TRACKING THE ESCALATOR RIDE FROM MID-CRUSTAL DEPTHS TO THE SURFACE: NEW CONSTRAINTS ON THE PACE AND EPISODICITY OF LATE EOCENE TO MIOCENE EXHUMATION FROM THE SOUTHERN EAST HUMBOLDT RANGE METAMORPHIC CORE COMPLEX, ELKO COUNTY, NEVADA

A ~20 km long transect of ⁴⁰Ar/³⁹Ar and (U-Th)/He samples subparallel to transport direction in the southern East Humboldt Range record a two-phase exhumation history with the up-dip part of the core complex recording Late Eocene cooling whereas the more extensive down-dip segment cooled rapidly in the early Miocene. Based on a newly discovered Ms-Bt-Pl-Ky-Grt, peak PT conditions contemporaneous with Late Cretaceous leucogranite intrusions in the southeastern East Humboldt Range likely exceeded 600 ^oC and 6 kb. Rocks underlying the mapped detachment fault in this area cooled through closure of the ⁴⁰Ar/³⁹Ar biotite and muscovite systems (~350 – 450 ^oC) and (U-Th)/He zircon system (~180 ^oC) between 42 Ma and 36 Ma— broadly coincident with eruption of intermediate volcanics in the hanging wall and quartz dioritic intrusions in the footwall. In addition, it coincides with upper crustal normal faulting documented by Pape et al. (2015) ~30 km to the SE in the neighboring Spruce Mountains. Subsequent cooling slowed dramatically, with high eU zircons yielding Oligocene ages whereas apatite yields ages of 19.8 ± 2.2 Ma.

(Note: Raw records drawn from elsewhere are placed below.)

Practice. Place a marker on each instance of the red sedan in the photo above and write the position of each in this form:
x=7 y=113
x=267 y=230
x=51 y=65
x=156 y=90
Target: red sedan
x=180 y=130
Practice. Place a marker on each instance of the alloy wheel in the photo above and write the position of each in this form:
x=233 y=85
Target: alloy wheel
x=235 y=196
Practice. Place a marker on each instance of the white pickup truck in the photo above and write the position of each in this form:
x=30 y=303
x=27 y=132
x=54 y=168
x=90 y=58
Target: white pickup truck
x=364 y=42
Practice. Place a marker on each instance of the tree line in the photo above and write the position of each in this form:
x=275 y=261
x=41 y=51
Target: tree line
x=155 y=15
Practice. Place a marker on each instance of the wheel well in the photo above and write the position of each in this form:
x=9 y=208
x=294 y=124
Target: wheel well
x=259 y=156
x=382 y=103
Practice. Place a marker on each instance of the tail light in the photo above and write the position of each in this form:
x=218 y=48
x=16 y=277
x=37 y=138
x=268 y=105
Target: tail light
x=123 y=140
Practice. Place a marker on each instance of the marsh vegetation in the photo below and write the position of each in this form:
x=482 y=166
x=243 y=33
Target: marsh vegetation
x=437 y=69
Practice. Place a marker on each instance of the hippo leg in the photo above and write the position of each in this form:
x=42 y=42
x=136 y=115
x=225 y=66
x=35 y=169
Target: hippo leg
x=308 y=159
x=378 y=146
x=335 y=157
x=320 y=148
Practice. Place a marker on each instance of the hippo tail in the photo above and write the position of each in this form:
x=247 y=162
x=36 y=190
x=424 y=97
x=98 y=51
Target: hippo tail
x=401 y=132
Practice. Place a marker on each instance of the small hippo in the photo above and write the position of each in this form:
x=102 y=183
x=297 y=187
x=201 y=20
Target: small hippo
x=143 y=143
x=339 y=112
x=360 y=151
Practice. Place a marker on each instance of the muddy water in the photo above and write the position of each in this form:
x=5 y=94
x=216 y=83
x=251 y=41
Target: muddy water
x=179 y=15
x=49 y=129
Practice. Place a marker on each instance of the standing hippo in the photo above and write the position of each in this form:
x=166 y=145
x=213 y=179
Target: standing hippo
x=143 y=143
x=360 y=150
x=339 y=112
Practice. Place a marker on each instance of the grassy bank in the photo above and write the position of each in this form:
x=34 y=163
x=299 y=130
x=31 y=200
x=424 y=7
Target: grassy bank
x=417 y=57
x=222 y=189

Argon loss patterns in some micas suggests that cooling and unroofing continued well into the Miocene. In contrast to the southeastern part of the range, the entire western flank of the range records ⁴⁰Ar/³⁹Ar biotite and muscovite closure between 23.23 and 19.63 Ma, younging to the WNW in the transport direction. Consequently, the farthest west samples were cooling through white mica closure temperatures (~450 ^oC) at the same time that up-dip parts of the lower plate 18 km to the SE were cooling through (U-Th)/He apatite closure temperatures (~65 ^oC). For assumed paleogeothermal gradients of 25 - 45 ^oC/km this disparity implies that the part of the detachment expected to be seismogenically active during early Miocene exhumation probably dipped at angles of at least 20^o to 45^o in dramatic contrast to its current flat geometry. Taken together, the data record two distinct extensional pulses of core complex exhumation-- one primarily in the Late Eocene, and the other beginning by the early Miocene (though likely continuing through the Middle Miocene). Intermediate ages could reflect either continued extension at a much reduced rate or prolonged residence in the partial retention zone.